Having constructed various covariation matrices, we can assess how far apart the original and the perturbed distributions are for various covariation methods. Available dissimilarity measures are Frobenius norm (`Fro`

), Kullback-Leibler divergence (`KL`

) and Jeffrey’s divergence (`Jeffreys`

). Let’s consider the Frobenius norm.

```
d <- seq(-10, 10, 0.1)
delta <- (d + gbn$covariance[2,5])/gbn$covariance[2,5]
cov_stand <- Fro(gbn, entry = c(2,5), delta = d)
cov_col <- Fro(ci, type = "column", entry = c(2,5), delta = delta)
grid.arrange(plot(cov_stand), plot(cov_col), ncol = 2)
```

As for the mean, we can check which entry of the covariance matrix has the biggest impact if varied. For simplicity here we pick the standard method only (code not shown).

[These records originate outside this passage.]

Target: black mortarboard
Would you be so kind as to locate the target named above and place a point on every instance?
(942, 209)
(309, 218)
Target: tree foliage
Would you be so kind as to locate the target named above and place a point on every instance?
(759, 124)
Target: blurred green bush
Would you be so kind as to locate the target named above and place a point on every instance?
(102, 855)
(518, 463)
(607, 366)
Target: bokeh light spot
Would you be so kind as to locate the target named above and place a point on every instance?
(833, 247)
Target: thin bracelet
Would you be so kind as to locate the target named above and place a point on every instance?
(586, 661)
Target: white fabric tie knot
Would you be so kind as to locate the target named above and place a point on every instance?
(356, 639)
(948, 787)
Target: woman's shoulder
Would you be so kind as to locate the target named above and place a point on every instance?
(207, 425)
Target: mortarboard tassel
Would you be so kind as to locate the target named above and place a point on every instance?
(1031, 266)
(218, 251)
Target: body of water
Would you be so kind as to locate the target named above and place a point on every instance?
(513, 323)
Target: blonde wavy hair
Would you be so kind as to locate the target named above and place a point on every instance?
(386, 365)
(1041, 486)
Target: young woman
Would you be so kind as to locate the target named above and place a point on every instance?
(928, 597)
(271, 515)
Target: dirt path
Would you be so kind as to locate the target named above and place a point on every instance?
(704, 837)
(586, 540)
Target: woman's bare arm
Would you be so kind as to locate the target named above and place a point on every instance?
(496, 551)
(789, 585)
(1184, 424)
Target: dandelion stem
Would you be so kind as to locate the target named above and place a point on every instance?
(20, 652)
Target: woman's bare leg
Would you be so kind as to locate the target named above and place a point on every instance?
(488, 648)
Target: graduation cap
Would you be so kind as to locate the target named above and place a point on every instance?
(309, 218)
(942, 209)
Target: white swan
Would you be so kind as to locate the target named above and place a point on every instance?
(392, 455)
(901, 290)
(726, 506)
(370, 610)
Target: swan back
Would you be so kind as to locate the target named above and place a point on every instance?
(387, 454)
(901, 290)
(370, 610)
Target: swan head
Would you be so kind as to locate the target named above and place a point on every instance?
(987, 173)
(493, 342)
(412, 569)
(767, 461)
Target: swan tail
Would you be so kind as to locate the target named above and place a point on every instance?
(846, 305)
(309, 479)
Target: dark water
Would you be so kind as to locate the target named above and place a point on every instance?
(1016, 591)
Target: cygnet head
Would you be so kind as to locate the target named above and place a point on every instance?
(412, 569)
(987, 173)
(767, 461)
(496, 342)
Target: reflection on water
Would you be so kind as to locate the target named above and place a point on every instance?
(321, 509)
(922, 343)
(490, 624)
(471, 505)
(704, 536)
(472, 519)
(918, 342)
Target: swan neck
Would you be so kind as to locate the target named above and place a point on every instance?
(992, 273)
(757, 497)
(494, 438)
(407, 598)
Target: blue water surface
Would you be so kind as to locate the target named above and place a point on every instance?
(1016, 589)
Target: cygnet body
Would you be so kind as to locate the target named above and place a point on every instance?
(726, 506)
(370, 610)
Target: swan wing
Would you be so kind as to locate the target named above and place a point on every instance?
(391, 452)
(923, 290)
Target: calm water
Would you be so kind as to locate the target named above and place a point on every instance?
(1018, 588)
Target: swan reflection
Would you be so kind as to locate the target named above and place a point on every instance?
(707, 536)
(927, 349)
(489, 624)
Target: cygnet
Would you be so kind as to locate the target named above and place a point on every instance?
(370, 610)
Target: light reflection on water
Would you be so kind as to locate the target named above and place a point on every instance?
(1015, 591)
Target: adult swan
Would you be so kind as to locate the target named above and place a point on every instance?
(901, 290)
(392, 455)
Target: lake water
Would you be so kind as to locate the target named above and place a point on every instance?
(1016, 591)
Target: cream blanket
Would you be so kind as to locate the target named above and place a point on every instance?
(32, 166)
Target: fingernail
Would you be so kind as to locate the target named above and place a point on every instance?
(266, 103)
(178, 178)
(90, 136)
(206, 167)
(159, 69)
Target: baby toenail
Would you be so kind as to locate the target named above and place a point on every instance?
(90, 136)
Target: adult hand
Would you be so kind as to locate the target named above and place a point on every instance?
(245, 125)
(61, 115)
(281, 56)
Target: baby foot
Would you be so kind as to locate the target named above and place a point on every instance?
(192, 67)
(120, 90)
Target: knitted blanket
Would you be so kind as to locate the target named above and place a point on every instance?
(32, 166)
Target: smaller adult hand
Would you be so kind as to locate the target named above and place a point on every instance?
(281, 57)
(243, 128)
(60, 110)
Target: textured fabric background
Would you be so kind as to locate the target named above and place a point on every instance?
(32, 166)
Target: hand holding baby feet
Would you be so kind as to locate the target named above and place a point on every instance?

From the above plot we can notice that the less robust entries of the covariance matrix are the variance of `algebra`

, the covariance between `algebra`

and `analysis`

, and the covariance between `algebra`

and `vectors`

.

Another method to quickly have an overview of the effect of all parameters is `KL_bounds`

which creates a table with upper bounds to the Kullback-Leibler divergence for all entries of the covariance matrix and all covariation methods.

```
KL_bounds(ci, delta = 1.2)
#> row col standard total partial row_based col_based
#> 1 1 1 0.08745398 2.721918 2.410370 2.410370 2.410370
#> 2 1 2 0.11113375 2.721918 2.424361 2.424361 2.424361
#> 3 1 3 0.18319140 2.721918 2.661624 2.563009 2.563009
#> 4 1 4 0.03157487 2.721918 2.661624 2.563009 2.563009
#> 5 1 5 0.02356461 2.721918 2.661624 2.508260 2.508260
#> 6 2 2 0.10479440 2.721918 2.410370 2.410370 2.410370
#> 7 2 3 0.34492801 2.721918 2.661624 2.563009 2.563009
#> 8 2 4 0.04575001 2.721918 2.661624 2.563009 2.563009
#> 9 2 5 0.03394882 2.721918 2.661624 2.508260 2.508260
#> 10 3 3 0.26127953 2.721918 2.661624 2.563009 2.563009
#> 11 3 4 1.02446834 2.721918 2.661624 2.563009 2.563009
#> 12 3 5 0.54029638 2.721918 2.661624 2.508260 2.508260
#> 13 4 4 0.14403323 2.721918 2.661624 2.563009 2.563009
#> 14 4 5 0.19426900 2.721918 2.661624 2.508260 2.508260
#> 15 5 5 0.11777072 2.721918 2.410370 2.410370 2.410370
```

By looking at the standard method column, we have the confirmation that the 11th entry, corresponding to `algebra/analysis`

, is the most critical for the robustness of the network.